Герои "Старых портретов" - это "низовая" Россия, родовое поместное дворянство, ощущающее свое достоинство и гордящееся своим независимым положением. В этом смысле Телегин аристократичен. Он осознает, что род их "исконный, вечный", что Телегины никогда "хребта не гнули, по рундучкам ног не отстаивали, по судам не кормились, жалованного не нашивали, к Москве не тянули, в Питере не кляузничали; сиднями сидели, каждый на своей чети, свой человек, на своей земле... гнездари, сударь, домовитые!" (XIII,12). "Извечен" и их жизненный уклад, устои жизни, в которой почти не ощутимы социальные антагонизмы и противоречия, но в которой руководящая роль всегда принадлежала господам. Такой уклад патриархален в самом точном смысле этого слова и в своих основных чертах самобытен. Он сложился так, как складывается жизнь людей, живущих веками на своей земле, как складывается жизнь семьи, дома. Такую жизнь отличает, в первую очередь, естественность, простота отношения к миру, и потому для Телегиных естественно быть добрыми, щедрыми, справедливыми, незлобивыми, хлебосольными. Естественно решают они и социальные вопросы. "Нечего и говорить,- замечает рассказчик,- что о так называемом крепостном вопросе в то время никто и не помышлял; не мог он волновать и Алексея Сергеича: он преспокойно владел своими "подданными"; но дурных помещиков осуждал и называл врагами своего звания" (XIII, 17-18).
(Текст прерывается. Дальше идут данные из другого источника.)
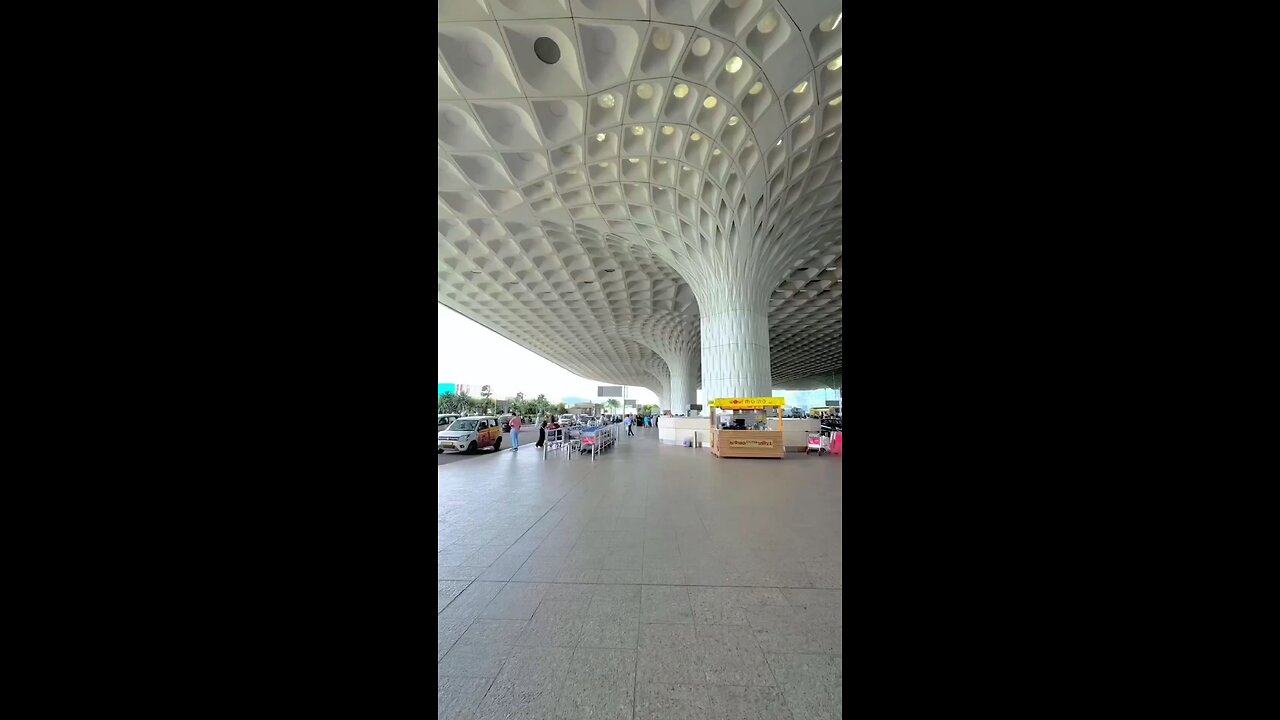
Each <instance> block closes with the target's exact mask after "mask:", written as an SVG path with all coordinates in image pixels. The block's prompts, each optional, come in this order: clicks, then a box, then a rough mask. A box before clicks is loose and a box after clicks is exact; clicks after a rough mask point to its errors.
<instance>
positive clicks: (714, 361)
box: [694, 278, 773, 402]
mask: <svg viewBox="0 0 1280 720" xmlns="http://www.w3.org/2000/svg"><path fill="white" fill-rule="evenodd" d="M714 281H716V278H708V279H707V281H704V282H701V283H699V286H700V287H694V292H695V293H696V295H698V306H699V314H700V315H701V331H703V332H701V354H703V388H704V389H705V392H707V400H708V402H709V401H712V400H716V398H718V397H769V396H772V395H773V378H772V374H771V369H769V288H768V287H764V286H763V283H760V282H759V281H755V282H744V281H737V279H736V278H722V279H719V282H714Z"/></svg>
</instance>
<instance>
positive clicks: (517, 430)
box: [511, 415, 521, 450]
mask: <svg viewBox="0 0 1280 720" xmlns="http://www.w3.org/2000/svg"><path fill="white" fill-rule="evenodd" d="M520 425H521V423H520V415H512V416H511V448H512V450H520Z"/></svg>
В то же время этот уклад исторически конкретен. Телегины принадлежат к екатерининской эпохе, которая определила их вкусы и привычки, круг чтения и отношение к людям; от нее они сохранили манеру говорить и даже приверженность к модам той поры. Во всем этом, как и в рассказах Телегина о Екатерине и в воспоминаниях Маланьи Павловны об Алексее Орлове, было нечто большее, чем старческая приверженность к прошлому. Эта приверженность имела идеологические причины, хотя герой Тургенева мог этого и не осознавать. Писатель очень хорошо дал понять, что Телегины не могли не быть восторженными сторонниками екатерининского царствования. Манифест 19 февраля 1762 г. "О даровании вольности и свободы всему российскому дворянству", которым ознаменовалось восшествие на престол Екатерины II, отвечал насущным чаяниям и настроениям дворянской "низовой" России. Он освобождал их от обязанностей нести военную и гражданскую службу, и они теперь могли жить, как говорит Телегин, "на своей земле". Он тоже служил в гвардии, "да, спасибо, недолго" (XIII, 12). Отсюда и культ Екатерины, а следовательно, и приверженность ко всему, что связано с эпохой, названной ее именем.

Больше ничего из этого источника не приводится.